Nova Ferroeste vai causar impacto positivo em todo o Brasil

O Governo do Paraná recebeu nesta quinta-feira (9) uma comitiva formada por integrantes do Ministério da Economia e do Ministério da Infraestrutura que veio para acompanhar os avanços no projeto da Nova Ferroeste. Na reunião, liderada pelo Comitê de Governança do projeto, foram apresentados os resultados preliminares do Estudo de Viabilidade Técnico-Operacional, Econômico-Financeira, Ambiental e Jurídico (EVTEA-J) e do Estudo de Impacto Ambiental (EIA-RIMA).

O projeto de viabilidade técnica analisa a demanda existente e avalia a melhor alternativa de traçado para a ferrovia, dividida em seis lotes. Com um total de 1.304 quilômetros de extensão, a ferrovia vai ligar Maracaju, no Mato Grosso do Sul, ao Porto de Paranaguá, ampliando e modernizando o trecho já existente entre Cascavel e Guarapuava. A previsão é que o investimento alcance R$ 33,4 bilhões.

Já com relação à movimentação de carga, a estimativa do estudo é que se chegue a 38 milhões de toneladas no primeiro ano de concessão, ampliando essa cota para 85 milhões de toneladas ao final do período – um aumento de 123,7% em 60 anos.

A secretária especial do Programa de Parcerias e Investimentos (PPI) do Ministério da Economia, Marta Seiller, disse que a Nova Ferroeste é um projeto muito promissor em termos de investimentos e logística.

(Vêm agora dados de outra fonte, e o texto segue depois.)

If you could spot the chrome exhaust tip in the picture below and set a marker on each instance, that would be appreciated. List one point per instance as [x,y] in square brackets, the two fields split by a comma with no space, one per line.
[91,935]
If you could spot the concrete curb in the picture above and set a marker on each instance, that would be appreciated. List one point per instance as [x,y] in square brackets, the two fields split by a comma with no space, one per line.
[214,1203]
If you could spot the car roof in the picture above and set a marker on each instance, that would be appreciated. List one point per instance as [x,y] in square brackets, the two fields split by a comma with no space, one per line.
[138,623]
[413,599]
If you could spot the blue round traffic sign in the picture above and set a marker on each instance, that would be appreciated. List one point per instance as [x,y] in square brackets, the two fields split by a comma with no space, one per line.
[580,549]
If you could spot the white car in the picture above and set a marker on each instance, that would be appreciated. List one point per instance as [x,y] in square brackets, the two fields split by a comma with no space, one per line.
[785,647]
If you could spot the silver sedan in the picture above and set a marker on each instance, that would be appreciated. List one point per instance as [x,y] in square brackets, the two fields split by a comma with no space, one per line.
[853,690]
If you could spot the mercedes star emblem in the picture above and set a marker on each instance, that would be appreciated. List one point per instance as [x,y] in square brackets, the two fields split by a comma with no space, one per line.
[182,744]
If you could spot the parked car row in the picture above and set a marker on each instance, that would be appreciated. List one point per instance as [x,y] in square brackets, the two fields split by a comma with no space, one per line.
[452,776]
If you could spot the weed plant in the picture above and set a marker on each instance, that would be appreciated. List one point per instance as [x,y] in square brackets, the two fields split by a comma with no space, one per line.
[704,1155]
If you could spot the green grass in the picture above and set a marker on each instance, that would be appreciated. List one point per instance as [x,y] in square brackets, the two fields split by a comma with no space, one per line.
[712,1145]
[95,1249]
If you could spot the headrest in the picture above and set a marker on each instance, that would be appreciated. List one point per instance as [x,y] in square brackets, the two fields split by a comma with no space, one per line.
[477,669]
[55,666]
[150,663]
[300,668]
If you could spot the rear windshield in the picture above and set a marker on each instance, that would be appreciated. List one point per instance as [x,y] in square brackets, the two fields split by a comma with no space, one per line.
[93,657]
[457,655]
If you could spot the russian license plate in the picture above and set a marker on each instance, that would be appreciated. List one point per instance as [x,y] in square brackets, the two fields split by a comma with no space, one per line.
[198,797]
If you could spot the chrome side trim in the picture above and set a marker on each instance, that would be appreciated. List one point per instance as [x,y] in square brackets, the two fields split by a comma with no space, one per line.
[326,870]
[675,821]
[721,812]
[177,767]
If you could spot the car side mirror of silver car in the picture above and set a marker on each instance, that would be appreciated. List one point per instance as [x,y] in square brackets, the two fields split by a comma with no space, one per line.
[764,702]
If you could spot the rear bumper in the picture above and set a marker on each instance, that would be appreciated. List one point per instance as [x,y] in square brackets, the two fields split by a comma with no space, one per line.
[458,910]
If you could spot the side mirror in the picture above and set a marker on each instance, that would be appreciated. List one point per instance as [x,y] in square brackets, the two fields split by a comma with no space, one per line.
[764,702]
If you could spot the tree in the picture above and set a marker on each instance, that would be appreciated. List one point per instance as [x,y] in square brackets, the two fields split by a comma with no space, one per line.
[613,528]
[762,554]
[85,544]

“Criar mais ferrovias para escoar as safras significa reduzir o custo de frete e aumentar a competitividade. Nosso país ainda é muito dependente do transporte rodoviário. Por isso, temos que trazer viabilidade em termos de receita para que a nova ferrovia se torne uma realidade e gere muitos empregos para a região”, explicou.

O estudo também propõe sete polos de carga no Paraná e dois no Mato Grosso do Sul. Além de criar um corredor de exportação, a ferrovia propiciaria uma movimentação entre esses terminais, abastecendo a produção interna do Estado.

Luiz Henrique Fagundes, coordenador do Plano Estadual Ferroviário, aponta que o apoio do governo federal tem sido consistente na elaboração do projeto, e que a modelagem foi bem recebida. “A visita da comitiva mostra não apenas uma sinergia entre os governos estadual e federal como também a importância que este projeto alcançou em nível nacional. Essa é uma sinalização de que estamos no caminho certo e de que esse projeto vai causar impacto positivo no em todo o Brasil, criando uma solução inovadora para o modal ferroviário”, afirmou o coordenador.

Nesta sexta-feira (10), a comitiva segue para Paranaguá, realizando um sobrevoo pela região da Serra do Mar, onde um trecho da ferrovia será implementado. Os integrantes também farão uma visita aos pontos críticos de passagem dos trilhos dentro da cidade.

“Esses são os pontos mais sensíveis do projeto, não apenas em investimentos como também em termos ambientais e de marcos regulatórios. Por isso, contamos com o apoio do governo federal para que a gente consiga chegar ao melhor modelo possível”, reforçou Fagundes.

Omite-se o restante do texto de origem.